It was in Tina and Colby's interest to keep Keith around, for the same reason. Had that been the case, there is no way Keith would have won. The only problem was that Colby let emotions get in the way of his judgment. Neleh was definitely correct to bring Vee, rather than Kathy, into the finals with her. Had the Rotu 4 not been so vindictive and immature, Neleh would have won. Chris knew that he had to face Twila in the Vanuatu jury, because she was “the most controversial player,” as he explained in his RNO interview. He was, of course, correct. Same with Danni knowing she had to face off against Stephenie rather than the well-liked Rafe in Guatemala.
The Jury Phase
If you play your cards right, you might eventually get to the jury phase, specifically being in the Final Two. If you do make it, you need to be ready, and many previous final two contestants have not been.
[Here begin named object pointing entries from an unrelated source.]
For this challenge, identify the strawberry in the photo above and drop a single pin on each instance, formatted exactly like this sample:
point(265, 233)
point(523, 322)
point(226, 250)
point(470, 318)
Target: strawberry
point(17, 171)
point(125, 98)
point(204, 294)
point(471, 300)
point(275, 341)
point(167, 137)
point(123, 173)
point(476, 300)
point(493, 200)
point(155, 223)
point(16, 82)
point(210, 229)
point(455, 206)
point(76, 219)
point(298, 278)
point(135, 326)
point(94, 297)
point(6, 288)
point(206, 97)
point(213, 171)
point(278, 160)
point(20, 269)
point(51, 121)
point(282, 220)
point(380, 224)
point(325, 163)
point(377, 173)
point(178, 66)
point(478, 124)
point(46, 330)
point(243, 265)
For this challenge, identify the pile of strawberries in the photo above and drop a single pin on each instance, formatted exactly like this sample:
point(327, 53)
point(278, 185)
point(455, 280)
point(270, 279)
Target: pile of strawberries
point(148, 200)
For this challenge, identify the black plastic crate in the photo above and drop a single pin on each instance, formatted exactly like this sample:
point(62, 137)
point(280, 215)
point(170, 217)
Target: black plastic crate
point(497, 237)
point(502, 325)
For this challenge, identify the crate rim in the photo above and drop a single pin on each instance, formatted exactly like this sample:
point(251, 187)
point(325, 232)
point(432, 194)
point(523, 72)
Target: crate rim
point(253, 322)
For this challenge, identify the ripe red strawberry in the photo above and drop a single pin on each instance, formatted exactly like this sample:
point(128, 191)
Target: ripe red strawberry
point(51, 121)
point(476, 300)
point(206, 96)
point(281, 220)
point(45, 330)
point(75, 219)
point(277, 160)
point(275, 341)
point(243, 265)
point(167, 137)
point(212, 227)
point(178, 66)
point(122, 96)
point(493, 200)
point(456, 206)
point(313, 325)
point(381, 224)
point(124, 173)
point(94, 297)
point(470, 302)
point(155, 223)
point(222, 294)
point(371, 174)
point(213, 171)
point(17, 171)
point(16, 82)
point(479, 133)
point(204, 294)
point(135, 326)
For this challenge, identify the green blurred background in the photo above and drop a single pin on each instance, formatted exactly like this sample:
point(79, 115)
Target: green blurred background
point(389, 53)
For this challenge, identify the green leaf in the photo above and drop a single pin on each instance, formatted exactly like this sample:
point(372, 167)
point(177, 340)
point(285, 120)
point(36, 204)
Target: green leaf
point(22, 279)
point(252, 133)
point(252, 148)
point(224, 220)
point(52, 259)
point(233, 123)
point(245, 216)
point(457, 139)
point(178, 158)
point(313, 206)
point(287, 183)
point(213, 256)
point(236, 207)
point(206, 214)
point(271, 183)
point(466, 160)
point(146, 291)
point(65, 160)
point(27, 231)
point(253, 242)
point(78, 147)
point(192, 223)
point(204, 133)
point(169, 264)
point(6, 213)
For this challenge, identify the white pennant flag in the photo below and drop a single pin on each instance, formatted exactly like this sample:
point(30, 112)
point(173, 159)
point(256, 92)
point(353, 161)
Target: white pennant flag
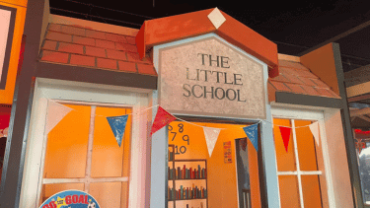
point(56, 113)
point(314, 127)
point(211, 135)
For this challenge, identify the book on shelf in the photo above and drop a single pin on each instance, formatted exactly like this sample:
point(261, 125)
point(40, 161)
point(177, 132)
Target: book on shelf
point(187, 173)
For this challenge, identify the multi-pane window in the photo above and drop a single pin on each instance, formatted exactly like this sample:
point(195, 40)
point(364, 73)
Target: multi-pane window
point(299, 169)
point(82, 154)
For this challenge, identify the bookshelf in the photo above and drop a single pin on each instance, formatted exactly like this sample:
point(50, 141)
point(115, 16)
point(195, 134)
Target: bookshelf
point(181, 175)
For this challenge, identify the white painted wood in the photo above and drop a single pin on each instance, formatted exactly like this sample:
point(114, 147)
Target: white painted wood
point(83, 180)
point(360, 112)
point(296, 155)
point(83, 93)
point(314, 113)
point(359, 89)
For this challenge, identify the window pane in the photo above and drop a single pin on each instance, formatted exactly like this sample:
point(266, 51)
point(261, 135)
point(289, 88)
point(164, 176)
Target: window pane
point(67, 145)
point(285, 160)
point(108, 159)
point(107, 194)
point(306, 146)
point(311, 191)
point(51, 189)
point(289, 193)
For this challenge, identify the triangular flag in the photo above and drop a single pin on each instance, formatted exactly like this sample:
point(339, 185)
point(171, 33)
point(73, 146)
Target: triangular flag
point(161, 120)
point(211, 135)
point(252, 133)
point(118, 125)
point(314, 127)
point(56, 112)
point(285, 134)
Clay showed us a great maneuver for the jury when he made it seem like he was on Penny's side, even to the point of voting against Jake instead of her when he knew she was going. He made the others in his alliance, mainly Brian, think he was doing this all to confuse Jake. But he had told Penny he was on her side. So what happened? She was voted out and placed in the jury, ready to vote for Clay should he be in the Final Two.
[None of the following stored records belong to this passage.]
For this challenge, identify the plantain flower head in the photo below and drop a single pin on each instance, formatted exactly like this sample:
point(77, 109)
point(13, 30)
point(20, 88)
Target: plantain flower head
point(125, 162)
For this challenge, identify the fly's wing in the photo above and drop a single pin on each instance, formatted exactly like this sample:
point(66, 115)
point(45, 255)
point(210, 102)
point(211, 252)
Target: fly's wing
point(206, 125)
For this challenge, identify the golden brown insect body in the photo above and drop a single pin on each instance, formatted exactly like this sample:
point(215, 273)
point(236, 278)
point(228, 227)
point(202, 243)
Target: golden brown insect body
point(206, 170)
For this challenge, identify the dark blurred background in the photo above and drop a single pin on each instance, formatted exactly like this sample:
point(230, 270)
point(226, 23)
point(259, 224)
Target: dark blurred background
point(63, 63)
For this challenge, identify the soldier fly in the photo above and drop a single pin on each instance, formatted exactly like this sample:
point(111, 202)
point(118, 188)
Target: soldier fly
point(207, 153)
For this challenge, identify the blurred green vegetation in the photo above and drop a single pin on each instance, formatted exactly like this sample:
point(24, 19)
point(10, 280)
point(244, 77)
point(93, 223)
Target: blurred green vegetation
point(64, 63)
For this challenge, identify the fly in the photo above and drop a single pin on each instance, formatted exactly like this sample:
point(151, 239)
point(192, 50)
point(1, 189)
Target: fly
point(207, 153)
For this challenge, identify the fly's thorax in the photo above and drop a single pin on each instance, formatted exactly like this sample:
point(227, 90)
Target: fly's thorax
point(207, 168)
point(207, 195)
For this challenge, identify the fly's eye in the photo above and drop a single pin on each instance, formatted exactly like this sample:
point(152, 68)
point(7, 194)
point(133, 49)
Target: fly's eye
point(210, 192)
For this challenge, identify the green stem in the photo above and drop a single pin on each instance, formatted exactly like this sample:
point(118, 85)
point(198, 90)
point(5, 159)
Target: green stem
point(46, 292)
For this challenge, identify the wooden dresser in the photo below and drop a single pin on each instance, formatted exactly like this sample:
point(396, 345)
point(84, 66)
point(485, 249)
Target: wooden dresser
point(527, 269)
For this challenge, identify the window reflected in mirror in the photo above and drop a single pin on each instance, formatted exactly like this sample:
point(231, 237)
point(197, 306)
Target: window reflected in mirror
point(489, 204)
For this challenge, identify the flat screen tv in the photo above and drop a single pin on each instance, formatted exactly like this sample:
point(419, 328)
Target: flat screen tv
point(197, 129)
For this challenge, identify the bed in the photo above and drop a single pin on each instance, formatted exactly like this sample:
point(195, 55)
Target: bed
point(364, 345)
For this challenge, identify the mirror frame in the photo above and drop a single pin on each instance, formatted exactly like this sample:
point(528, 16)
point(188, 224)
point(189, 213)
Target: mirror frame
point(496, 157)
But even without going to extremes like that, you have to realize how important jury arguments are. In fact, they are $900,000 important! So be prepared. Be ready to tell the jury why they should vote for you and not for the other person. Many Survivor winners have been decided by a single vote, which could have been changed during that final Tribal Council. And even Amazon, which was a landslide, was won in part by Jenna because Matthew messed up his final arguments. While many of those on the jury were probably already leaning towards Jenna, Matthew made sure they went that way. As Rob C. said in an interview with me, “I personally also felt that Matthew had a very poor final tribal council showing. His opening statements were along the lines of, ‘I have played this game with utter honesty and integrity,’ and his closing statements were, ‘I have been deceitful and dishonest during this game.’ All in all I felt the entire performance was inconsistent, whereas Jenna's responses (while not divine answers from the heavens) were more straightforward and truthful.”
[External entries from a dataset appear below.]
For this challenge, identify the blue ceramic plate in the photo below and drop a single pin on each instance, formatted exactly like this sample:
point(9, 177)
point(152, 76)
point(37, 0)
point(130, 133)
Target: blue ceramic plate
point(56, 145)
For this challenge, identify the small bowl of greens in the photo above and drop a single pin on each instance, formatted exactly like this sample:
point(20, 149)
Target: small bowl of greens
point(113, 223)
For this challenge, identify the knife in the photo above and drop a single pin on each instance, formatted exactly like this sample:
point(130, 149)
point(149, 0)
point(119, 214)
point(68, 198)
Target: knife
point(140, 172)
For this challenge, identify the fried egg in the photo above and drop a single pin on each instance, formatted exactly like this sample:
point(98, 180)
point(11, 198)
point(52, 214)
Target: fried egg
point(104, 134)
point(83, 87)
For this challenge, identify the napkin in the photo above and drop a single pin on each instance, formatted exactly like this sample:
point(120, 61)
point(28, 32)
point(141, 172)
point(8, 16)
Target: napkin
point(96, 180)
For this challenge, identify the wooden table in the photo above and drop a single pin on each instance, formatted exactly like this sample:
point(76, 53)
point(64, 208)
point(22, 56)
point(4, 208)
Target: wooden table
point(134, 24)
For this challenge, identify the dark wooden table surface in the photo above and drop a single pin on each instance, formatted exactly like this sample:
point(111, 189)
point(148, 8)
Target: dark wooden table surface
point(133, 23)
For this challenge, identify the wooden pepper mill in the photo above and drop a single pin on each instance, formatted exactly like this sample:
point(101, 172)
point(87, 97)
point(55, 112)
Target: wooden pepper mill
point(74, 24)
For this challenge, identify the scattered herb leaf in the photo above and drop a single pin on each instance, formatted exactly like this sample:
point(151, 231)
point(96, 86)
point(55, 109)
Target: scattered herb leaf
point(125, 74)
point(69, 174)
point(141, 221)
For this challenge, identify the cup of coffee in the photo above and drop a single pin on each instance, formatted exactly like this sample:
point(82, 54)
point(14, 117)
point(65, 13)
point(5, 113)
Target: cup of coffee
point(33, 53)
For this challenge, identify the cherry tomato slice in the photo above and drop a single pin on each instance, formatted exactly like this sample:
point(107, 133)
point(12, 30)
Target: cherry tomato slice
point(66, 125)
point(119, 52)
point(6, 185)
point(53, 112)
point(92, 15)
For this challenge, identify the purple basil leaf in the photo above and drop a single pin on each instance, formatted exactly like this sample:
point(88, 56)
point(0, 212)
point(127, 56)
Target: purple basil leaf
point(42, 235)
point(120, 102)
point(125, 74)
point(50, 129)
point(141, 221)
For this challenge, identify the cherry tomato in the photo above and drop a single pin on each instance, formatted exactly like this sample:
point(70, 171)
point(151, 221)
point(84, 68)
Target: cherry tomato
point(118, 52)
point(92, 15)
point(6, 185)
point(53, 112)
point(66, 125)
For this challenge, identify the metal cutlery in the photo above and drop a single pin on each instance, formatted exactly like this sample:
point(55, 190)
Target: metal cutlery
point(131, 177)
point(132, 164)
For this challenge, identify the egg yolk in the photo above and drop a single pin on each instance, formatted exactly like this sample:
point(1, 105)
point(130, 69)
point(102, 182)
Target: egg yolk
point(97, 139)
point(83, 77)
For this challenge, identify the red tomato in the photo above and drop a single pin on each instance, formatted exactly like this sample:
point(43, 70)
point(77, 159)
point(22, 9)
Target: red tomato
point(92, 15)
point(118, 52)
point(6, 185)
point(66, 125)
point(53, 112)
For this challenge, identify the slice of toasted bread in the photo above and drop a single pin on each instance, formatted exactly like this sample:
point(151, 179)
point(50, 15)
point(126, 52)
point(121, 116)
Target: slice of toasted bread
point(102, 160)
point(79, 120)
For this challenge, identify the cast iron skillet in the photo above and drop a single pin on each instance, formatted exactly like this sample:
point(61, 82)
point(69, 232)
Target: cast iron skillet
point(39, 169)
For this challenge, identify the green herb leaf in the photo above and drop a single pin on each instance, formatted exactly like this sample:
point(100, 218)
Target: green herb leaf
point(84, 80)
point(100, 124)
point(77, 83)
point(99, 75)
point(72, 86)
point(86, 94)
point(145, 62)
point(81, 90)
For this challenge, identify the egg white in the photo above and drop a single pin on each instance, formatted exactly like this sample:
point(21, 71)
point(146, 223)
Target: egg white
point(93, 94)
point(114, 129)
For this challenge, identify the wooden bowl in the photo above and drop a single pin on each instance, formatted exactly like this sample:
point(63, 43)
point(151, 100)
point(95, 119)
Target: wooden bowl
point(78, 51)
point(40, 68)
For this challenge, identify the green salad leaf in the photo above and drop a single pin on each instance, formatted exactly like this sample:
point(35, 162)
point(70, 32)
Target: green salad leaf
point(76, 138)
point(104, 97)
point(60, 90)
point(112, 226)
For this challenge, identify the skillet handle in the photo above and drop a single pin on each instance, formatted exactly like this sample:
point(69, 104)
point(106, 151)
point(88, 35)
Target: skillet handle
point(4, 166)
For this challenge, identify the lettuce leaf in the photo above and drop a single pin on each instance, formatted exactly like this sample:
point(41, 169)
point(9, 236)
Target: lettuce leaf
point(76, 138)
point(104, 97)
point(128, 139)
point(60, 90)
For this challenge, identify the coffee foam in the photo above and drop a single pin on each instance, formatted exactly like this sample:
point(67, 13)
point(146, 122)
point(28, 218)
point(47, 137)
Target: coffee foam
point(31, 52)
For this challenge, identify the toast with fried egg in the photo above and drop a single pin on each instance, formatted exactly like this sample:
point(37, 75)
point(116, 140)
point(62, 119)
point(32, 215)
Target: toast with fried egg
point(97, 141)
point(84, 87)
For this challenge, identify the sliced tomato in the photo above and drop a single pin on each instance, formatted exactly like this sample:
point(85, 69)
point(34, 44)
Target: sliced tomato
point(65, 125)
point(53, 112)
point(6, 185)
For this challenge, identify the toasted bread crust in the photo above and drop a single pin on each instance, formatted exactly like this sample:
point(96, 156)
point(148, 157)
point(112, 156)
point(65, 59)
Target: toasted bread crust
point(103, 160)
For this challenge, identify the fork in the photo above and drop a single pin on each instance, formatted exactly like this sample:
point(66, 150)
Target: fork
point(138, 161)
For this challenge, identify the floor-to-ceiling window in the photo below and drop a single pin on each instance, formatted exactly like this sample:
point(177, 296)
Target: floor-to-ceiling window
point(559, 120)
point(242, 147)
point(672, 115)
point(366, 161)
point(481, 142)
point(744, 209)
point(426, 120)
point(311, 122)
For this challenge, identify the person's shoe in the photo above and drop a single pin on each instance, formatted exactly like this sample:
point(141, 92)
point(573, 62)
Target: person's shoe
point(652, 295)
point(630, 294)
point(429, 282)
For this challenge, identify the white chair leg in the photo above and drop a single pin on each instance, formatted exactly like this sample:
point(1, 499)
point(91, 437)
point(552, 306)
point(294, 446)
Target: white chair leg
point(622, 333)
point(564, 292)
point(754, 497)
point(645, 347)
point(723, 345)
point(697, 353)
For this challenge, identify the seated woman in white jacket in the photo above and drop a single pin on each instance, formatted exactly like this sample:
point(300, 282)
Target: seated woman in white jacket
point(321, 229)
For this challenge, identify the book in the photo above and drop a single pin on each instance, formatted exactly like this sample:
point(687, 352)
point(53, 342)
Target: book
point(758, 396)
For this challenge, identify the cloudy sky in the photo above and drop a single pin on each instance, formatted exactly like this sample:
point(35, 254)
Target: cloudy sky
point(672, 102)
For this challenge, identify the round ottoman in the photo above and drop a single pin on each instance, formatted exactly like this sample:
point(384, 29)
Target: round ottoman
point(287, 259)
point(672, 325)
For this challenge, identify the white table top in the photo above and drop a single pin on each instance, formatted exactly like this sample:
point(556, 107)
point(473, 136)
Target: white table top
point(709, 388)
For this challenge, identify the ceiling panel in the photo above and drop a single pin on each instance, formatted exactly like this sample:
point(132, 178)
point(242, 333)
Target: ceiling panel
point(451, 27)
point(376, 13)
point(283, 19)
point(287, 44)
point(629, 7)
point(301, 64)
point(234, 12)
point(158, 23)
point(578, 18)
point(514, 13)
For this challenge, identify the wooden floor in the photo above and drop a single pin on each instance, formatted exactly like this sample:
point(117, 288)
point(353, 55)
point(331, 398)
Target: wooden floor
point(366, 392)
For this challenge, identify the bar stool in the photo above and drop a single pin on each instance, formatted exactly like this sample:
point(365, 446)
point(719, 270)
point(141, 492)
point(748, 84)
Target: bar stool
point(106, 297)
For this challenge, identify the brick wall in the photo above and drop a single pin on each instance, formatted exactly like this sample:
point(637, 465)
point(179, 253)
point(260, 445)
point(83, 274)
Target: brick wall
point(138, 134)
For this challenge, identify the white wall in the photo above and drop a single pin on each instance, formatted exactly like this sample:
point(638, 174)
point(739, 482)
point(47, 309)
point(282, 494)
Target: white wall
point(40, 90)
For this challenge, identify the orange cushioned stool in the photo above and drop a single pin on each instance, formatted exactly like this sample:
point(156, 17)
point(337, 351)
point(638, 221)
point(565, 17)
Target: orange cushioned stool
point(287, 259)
Sometimes, it's obvious what you need to say. Sometimes, it's not. Neleh went to the final Tribal Council without a clue that the Rotu 4 were so vindictive and basically wanted her to apologize for beating them. Clay had no answers for those who accused him of being lazy. But Brian eventually caught on that Helen wanted an apology from him, and he gave it, thus securing her vote and the win. And Chris began with a vague opening statement that allowed him to figure out the best way to tackle the jury – and then he followed through with one of the best jury performances ever. More recently, Aras did a good job of reading people in the jury and played up that he had shown integrity while still playing the game and getting to know them on a personal level.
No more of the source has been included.